In the century since then, archaeology has become less of a trophy hunt and more of a science. Excavators now realize that much of their sites' wealth lies in the multitude of details about ordinary folks—what they did, what they thought, how they prayed. Animal mummies are a big part of that pay dirt.

"They're really manifestations of daily life," says Egyptologist Salima Ikram. "Pets, food, death, religion. They cover everything the Egyptians were concerned with." Specializing in zooarchaeology—the study of ancient animal remains—Ikram has helped launch a new line of research into the cats and other creatures that were preserved with great skill and care. As a professor at the American University in Cairo, she adopted the Egyptian Museum's languishing collection of animal mummies as a research project. After taking precise measurements, peering beneath linen bandages with x-rays, and cataloging her findings, she created a gallery for the collection—a bridge between people today and those of long ago. "You look at these animals, and suddenly you say, Oh, King So-and-So had a pet. I have a pet. And instead of being at a distance of 5,000-plus years, the ancient Egyptians become people."

Today the animal mummies are one of the most popular exhibits in the whole treasure-filled museum. Visitors of all ages, Egyptians and foreigners, press in shoulder to shoulder to get a look. Behind glass panels lie cats wrapped in strips of linen that form diamonds, stripes, squares, and crisscrosses. Shrews in boxes of carved limestone. Rams covered with gilded and beaded casings. A gazelle wrapped in a tattered mat of papyrus, so thoroughly flattened by mummification that Ikram named it Roadkill. A 17-foot, knobby-backed crocodile, buried with baby croc mummies in its mouth. Ibises in bundles with intricate appliqués. Hawks. Fish. Even tiny scarab beetles and the dung balls they ate.

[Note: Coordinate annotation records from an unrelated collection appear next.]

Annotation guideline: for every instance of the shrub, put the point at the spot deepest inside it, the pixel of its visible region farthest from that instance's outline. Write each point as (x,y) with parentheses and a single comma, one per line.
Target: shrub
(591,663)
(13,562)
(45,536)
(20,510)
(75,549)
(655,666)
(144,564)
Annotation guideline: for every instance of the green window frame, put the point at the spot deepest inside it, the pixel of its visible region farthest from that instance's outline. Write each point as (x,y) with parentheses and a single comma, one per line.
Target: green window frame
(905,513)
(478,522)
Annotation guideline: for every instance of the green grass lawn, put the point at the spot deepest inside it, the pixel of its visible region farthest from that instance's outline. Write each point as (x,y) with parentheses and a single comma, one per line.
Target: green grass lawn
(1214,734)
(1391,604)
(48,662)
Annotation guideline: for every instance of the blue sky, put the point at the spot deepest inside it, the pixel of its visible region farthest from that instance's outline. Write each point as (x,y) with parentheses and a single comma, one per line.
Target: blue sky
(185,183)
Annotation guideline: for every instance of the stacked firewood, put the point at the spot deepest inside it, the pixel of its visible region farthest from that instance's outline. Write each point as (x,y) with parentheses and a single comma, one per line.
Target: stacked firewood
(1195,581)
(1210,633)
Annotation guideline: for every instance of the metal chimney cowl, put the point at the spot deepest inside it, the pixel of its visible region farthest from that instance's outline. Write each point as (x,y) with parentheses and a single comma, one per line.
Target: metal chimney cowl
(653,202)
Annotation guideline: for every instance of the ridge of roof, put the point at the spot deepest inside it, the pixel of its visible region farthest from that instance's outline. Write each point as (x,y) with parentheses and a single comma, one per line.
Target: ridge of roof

Some were preserved so that the deceased would have companionship in eternity. Ancient Egyptians who could afford it prepared their tombs lavishly, hoping that their assembled personal items, and everything shown in specially commissioned works of art, would magically be available to them after death. Beginning in about 2950 B.C., kings of the 1st dynasty were buried at Abydos with dogs, lions, and donkeys in their funerary complexes. More than 2,500 years later, during the 30th dynasty, a commoner at Abydos named Hapi-men was laid to rest with his small dog curled at his feet.